# BB stretch collar??



## Kenneth Niles Bora (Jul 1, 2004)

anyone use these?

http://www.bumperboy.com/stretch_strap.php


----------



## lablover (Dec 17, 2003)

Ken,
I've got one but have not used it. The catch all strap broke when I pulled on it. I reported this to BB, and they are looking into something stronger.
Remember, this strap was a prototype, and not the final issue, so I expect some changes will be forthcoming.


----------



## Ducks and Dogs (May 12, 2003)

They sent me one to try and so far I have liked it. It seems to keep a little better contact on the dog.


----------



## lablover (Dec 17, 2003)

I use the long points on my TT Pro 500. I have no problem with losing contact with the neck under any condition.


----------



## Vicky Trainor (May 19, 2003)

Dick,

So has BB fixed the problem or are they selling the collars that will break????
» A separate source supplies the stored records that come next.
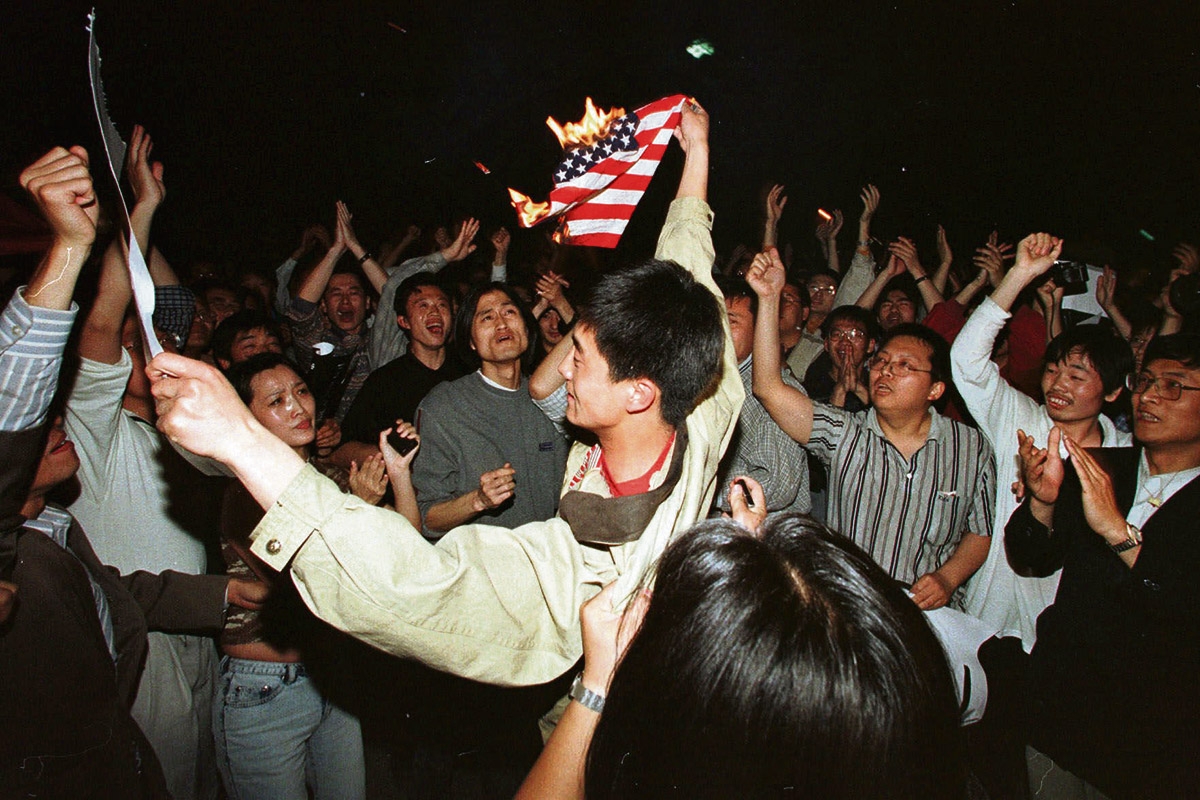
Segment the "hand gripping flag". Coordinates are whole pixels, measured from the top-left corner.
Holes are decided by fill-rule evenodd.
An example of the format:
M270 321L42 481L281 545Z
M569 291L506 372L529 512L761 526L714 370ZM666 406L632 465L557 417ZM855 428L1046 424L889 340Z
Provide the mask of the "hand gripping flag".
M618 116L594 141L573 141L569 130L564 134L557 123L547 120L563 142L563 159L545 203L508 190L521 227L532 228L561 215L556 241L616 247L679 126L686 101L684 95L671 95ZM590 99L588 112L589 116L594 112Z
I would hate to spend $20.00 only to have a collar break 

Vicky


----------



## lablover (Dec 17, 2003)

Vicky,

They have not fixed the problem as yet to my knowledge. 
They have received several comments and suggestions from selected prototype users, and are evaluating how these suggestions can best be added to the final version of the collar.
I would think they will post something on the BB web site when the final version is for sale.


----------



## chasd (Nov 20, 2003)

I rec'd one and it broke within a minute (first pull by pup) It was free and worth every penny


----------



## BULLWHITEHURST (Feb 16, 2003)

I got a couple of them very cheap at a recent hunt test. I put one of them on my TTPro500 receiver and have only used a couple times. Haven't seen a problem yet. However, I gave one of them to a retriever pro trainer friend of mine and like the very next day he showed me a broken strap. The little thin, lightweight piece of plastic tubing that connects the buckle to the other part broke and the rubber tubing pulled off. He almost lost his receiver in the water because of it. He said that IF he had lost his receiver (new TT Pro500), then he would have contacted BB to see if they were willing to replace it? I plan to replace my TT strap right away! E-Collars cost to much to risk that! They are going to have to do better than that before it will work. Maybe use stronger plastics like high impact Kydex, etc. and use a thin piece of braided stainless or piano wire, etc. instead of the plastic tubing. It is a very nice concept however but when the e-collar strap is snug I don't think the dog's neck swells that much during heated training to really justify such a device. Seems sort of a 'novelty' idea?


----------